For many, the adult child of neglect mechanisms of compensation and disguise may be more skilled than what is turned out by the world’s top makeup artists. The void behind the facade of high function and success may thus be elusive to the naked eye, even to the self, at least some of the time. Because solitude becomes a default and even a “cozy” hiding place, it would be easy to chalk it up as being an introvert, or “highly sensitive person” until some undeniable symptom compels attention, appearing in the form of a dramatic emergency. Via my anorexic downfall now almost 55 years ago to the day. I literally fell crashing out of my hiding place, certainly not on “conscious” purpose. Alcohol became another good clue, had anyone had a road map, but as has been endemic with neglect, nobody did.
I flailed for a long time in a punitive world that lacked the psychological, neurobiological, and clinical options that we are now increasingly beginning to have, although still at critically insufficient levels. And, I had the privilege of being white, middle class, with access to good schools and libraries to hide out in, which I liberally did. I often exclaim spontaneously to my husband, even now, “I am so glad we live indoors!” And I am, and so grateful.
I remember thinking I only began to learn how to be a “regular person” when I got my first waitressing job, and spent enough hours with “regular people.” I learned how to talk about movies, sports, television, and the other mainstream activities that I felt so ambivalent and clueless about. Of course alcohol became a great companion in the process, not only did it make it easier to fake it, but it also made it possible for me not to care as much. Later on in therapy, I frequently asked my infinitely patient therapist “so what do people do when…?” When they are at home in the evenings with their families or on vacations with others. I still had only the vaguest clue. I routinely admonished myself, “I just can’t get along with humans!” Although I have bristled against the term “imposter syndrome” dismissing it as too “pop-psychologyesque,” it is probably too close to home. Even so, I was undeniably aware that I felt for many decades as if I was indeed of some other, probably mostly extinct and certainly less evolved, species.
Central to the experience of childhood neglect, is a devastating conundrum, a gordian knot that for many plagues and tortures them throughout their lives, if it has not been vanquished by early and prophylactic numbing, which it all too often is. Attachment researcher Mary Main, has aptly called it the “dilemma without solution,” when the source of infant comfort and the source of terror are the same: the essentially needed primary caregiver. Abandonment, loss, and the absence of connection is so elusive, unpredictable or absent, that the feeling of its loss or absence feels life threatening which in fact, certainly at the most vulnerable stages of life, it actually is.

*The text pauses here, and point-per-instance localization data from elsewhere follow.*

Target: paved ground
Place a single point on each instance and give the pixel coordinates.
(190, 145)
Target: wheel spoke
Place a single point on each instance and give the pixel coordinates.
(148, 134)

That is where the other side of the dilemma is congealed or constructed, the ferocity of the impenetrable Fort Knox of self reliance. It is the safe house, the bomb shelter, the default survival mechanism, until it breaks or fails, which it all too often does. The results are all too lethal both for the child of neglect themselves, and often for others in their wake as we often see these days, as the disenfranchised “go off” and act out violently in the world. These are just some of the many reasons that I am adamant about helping the world become “neglect informed.”